Amber Brew vs French Gray
Amber Brew is a Behr color while French Gray comes from Farrow & Ball. Amber Brew reads as beige, while French Gray reads as beige-greige — two distinct hue families, not close cousins. With LRVs of 41 and 43, they'll behave almost identically in terms of how much light they reflect back into a room. The tonal difference — Amber Brew's red character against French Gray's warm — becomes most visible against white trim or in morning light.
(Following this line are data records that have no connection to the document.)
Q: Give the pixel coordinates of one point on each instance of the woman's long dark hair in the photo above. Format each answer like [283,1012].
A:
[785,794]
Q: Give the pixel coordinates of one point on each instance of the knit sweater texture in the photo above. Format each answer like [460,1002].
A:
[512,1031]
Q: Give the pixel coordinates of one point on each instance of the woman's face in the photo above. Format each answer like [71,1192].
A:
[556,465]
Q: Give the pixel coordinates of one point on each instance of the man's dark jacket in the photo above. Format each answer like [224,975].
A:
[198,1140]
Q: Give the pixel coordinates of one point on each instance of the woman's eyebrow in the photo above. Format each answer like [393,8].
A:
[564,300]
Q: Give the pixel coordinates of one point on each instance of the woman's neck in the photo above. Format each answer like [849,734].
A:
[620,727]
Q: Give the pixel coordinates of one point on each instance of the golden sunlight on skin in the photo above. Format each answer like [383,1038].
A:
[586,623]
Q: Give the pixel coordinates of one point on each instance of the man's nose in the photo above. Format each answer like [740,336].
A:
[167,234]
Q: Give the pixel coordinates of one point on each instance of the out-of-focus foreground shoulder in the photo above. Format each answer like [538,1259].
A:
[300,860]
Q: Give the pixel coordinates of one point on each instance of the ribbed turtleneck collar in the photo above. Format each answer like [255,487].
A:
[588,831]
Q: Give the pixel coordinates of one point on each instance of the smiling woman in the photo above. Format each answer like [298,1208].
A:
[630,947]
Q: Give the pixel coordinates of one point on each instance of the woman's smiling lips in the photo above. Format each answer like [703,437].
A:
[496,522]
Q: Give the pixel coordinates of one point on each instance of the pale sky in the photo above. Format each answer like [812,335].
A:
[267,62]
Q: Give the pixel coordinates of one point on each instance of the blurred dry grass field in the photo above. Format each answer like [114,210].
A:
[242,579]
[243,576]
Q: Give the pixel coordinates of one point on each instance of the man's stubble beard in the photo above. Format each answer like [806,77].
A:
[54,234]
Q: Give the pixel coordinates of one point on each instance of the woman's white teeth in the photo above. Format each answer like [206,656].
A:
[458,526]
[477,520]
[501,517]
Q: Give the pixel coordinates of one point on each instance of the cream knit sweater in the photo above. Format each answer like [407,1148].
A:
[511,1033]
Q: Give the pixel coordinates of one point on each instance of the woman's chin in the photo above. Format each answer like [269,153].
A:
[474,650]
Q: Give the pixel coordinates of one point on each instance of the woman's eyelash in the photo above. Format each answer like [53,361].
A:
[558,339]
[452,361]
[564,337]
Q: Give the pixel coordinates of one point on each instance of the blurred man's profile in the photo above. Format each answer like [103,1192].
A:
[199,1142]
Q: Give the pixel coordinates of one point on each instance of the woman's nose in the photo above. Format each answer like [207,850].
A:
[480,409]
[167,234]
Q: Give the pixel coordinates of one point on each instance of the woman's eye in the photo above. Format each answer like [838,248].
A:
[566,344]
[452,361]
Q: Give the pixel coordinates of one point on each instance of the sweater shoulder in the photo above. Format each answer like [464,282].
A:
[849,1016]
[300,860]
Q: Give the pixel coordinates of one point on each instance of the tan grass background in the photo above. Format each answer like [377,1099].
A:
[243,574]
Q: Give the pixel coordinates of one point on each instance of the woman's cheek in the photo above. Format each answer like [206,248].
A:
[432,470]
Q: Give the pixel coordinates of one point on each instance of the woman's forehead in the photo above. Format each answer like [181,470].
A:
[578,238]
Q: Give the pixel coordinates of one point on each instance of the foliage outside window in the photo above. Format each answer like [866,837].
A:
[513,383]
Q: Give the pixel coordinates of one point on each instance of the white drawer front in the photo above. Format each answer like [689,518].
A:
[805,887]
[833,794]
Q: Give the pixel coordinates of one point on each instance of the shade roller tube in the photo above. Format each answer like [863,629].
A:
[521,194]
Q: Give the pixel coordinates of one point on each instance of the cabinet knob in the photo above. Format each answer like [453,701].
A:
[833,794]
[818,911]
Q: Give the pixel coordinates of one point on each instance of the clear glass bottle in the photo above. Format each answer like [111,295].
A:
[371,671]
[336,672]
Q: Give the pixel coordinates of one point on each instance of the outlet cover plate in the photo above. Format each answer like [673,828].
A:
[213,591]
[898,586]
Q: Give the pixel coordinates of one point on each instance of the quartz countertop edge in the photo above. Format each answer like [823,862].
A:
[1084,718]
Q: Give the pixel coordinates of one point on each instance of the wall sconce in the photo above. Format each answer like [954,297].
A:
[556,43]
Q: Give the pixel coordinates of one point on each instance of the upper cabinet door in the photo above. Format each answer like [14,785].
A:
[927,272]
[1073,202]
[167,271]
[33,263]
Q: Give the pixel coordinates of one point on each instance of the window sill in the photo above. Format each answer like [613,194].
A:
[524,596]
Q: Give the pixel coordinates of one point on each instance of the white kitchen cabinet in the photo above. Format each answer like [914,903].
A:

At ΔE 32.5, these are genuinely distinct colors — a strong contrast if used together, or a meaningful choice between two different directions. Below you'll find 2 real-room photo comparisons where both colors appear side by side, plus 5 simulated room previews.
Amber Brew vs French Gray in Real Spaces
2 real rooms side by side. Seeing Amber Brew and French Gray in actual rooms makes the difference concrete; browse the spaces below to get a feel for how each color lives on a wall.
Bedroom
Bedroom walls are often seen under warm artificial light, a context that shifts both colors from how they look on a chip. Side by side like this, the difference is easy to read — which is exactly why seeing them in a real space is more useful than comparing chips.
Front Door
Front doors are seen in isolation against the rest of the facade, which makes them a high-stakes surface where even subtle differences matter. At this scale, the choice between them becomes clear in a way that a swatch alone can't communicate.
Color Details
Amber Brew vs French Gray Simulated Comparison
5 simulated room previews — drag the slider on each to see Amber Brew on one side and French Gray on the other.
Digital color is approximate. These simulations are generated from the manufacturer's hex values and overlaid on grayscale room photos — your screen's calibration, brightness, and viewing angle all affect how they render. Before committing to either color, test physical samples in your own space under the light you actually live with.
More Amber Brew comparisons
See how Amber Brew stacks up against other well-photographed colors across different brands and tones.